Think of preventive versus predictive maintenance in terms of your car: Preventive maintenance is your oil change cycle; every 10,000 miles, you should get an oil change. It’s based on data, and is a check point to keep things going. Predictive maintenance is the ability to monitor the tread on your tire in real time and have an alert-to-replace delivered at a certain point—before you’re left on the side of the road.
In industrial terms, preventive maintenance is planned downtime for inspections to prevent larger, unpredictable issues. If an encoder, whatever the device, is about to reach the end of its theoretical usable life, it’s switched out. Even when you’re not sure if the encoder had an hour left in it or another five years, it’s not worth the risk.
Like the tire tread, predictive maintenance is getting to the point where you do know a device’s end— so the risk is eliminated. Components and their conditions can be monitored directly, with visibility to their performance and usable life. In one specific example, a wind turbine, we see the variety of conditions, devices and measurements that can help make maintenance more predictive.
- Vibration and strain measurement on blades
- Blade pitch and hub rotation speed
- Atmospheric data
- Vibration of generators and gearbox
- Strain gages on main structural components
- Incremental encoders on the main generator
- Temperature information on generators and gearbox
- Oil particulates and water content
- Yaw motor positions, temperature, and vibrations
Traditionally, quite a few sensors would be needed to gather all this information, and if they were discretely connected, they would take quite a few I/O ports and associated processing time to monitor. We’re consolidating the hardware and information, gathering the data—building blocks—of a predictive maintenance regime right at the source.

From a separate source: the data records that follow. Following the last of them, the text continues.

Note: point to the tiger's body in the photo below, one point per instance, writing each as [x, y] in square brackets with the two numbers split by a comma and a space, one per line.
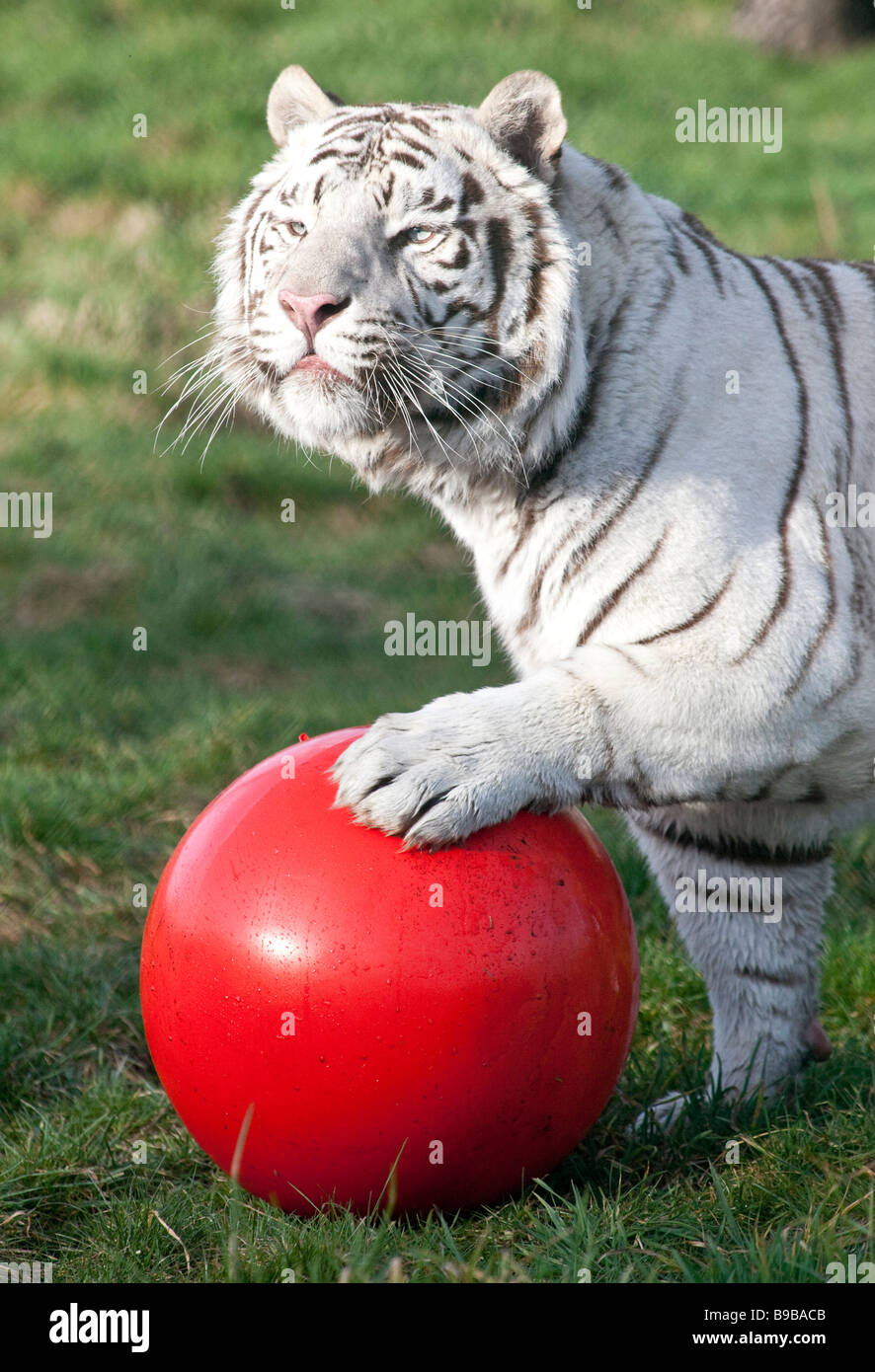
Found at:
[635, 431]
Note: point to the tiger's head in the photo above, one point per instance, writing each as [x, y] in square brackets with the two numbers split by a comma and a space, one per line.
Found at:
[396, 287]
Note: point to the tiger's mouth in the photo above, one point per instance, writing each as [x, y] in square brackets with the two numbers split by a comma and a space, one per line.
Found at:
[313, 365]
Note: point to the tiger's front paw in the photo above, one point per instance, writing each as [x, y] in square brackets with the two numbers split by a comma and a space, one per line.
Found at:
[441, 773]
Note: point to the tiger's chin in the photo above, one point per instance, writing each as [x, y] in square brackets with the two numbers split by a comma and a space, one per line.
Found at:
[320, 412]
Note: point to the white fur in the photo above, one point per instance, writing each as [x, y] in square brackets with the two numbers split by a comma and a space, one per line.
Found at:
[685, 728]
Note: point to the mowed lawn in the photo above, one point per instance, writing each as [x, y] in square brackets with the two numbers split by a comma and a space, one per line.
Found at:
[260, 630]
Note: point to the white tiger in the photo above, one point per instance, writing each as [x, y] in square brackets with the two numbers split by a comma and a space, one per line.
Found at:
[635, 431]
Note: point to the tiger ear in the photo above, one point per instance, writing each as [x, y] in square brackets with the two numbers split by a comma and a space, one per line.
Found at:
[523, 115]
[295, 99]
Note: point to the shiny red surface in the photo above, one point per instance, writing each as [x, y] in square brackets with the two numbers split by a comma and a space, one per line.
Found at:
[415, 1024]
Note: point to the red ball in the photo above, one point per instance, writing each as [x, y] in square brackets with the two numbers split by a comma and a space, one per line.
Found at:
[375, 1026]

For example, the encoder self-diagnostics, angular acceleration of the motor rotor, synthetic limit signals, motor and encoder temperatures can be included in the motion-control data packets. In fact, using a rotary encoder is one of the best approaches for detecting vibrations of bearings and shafts, temperature, speed and position in mission-critical motors.
In essence, we’re allowing for more information and a better ability to plan maintenance cycles around the actual usable life of the products. That’s exactly how one goes from preventive to predictive.
What are the benefits of granular monitoring sourced at the heart of a system’s monitoring?
- You stop removing parts prematurely, getting more return on investment
- You keep backup parts or devices in inventory instead of wearing unnecessarily
- You stop purchasing parts or devices you don’t need
- Scheduled maintenance cycles change to less-frequent, on-demand maintenance
- Maintenance (i.e., downtime) is easier to plan—more predictable
- Maintenance and equipment finances are easier to anticipate
Ultimately, planned stoppages are a lot cheaper than surprise downtime, and that’s the true value of predictive maintenance.
For the ultimate in diagnostics and uptime management, our ADS Uptime continuously monitors encoder health and reports problems to the supervisory control via an alarm. The maintenance operator can then, with the help of a PC and analysis software, communicate with the encoder to establish the cause of the indicated fault. The operator is informed of the frequency, internal temperature and operating period at the time of the fault, as well as total operating time and the max./min. operating temperature. Output signals from the encoder can also be compared with the signal that is generated in the cable to detect a short condition in the interconnection.
Over an ethernet connection to a PC or PLC, vibration, temperature, frequency, shaft speed and supply voltage are available. There is also the ability to set automatic warning levels. These can be used to ensure that vibration in the system never reaches damaging levels, frequency and shaft speed never reach over-speed or standstills, and to ensure that the machine does not overheat. Programmable warning levels can also be used to detect voltage drops in the power supply, or to generate an automatic warning when the encoder reaches a certain operating time. This data is stored continuously in the encoder at user specified time intervals, allowing for analysis of trends for vibration, temperature and more when needed.
Best-in-class predictive maintenance starts at a machine’s core. That’s why we’re shrinking devices and enhancing data availability right there, where it’s most valuable and actionable.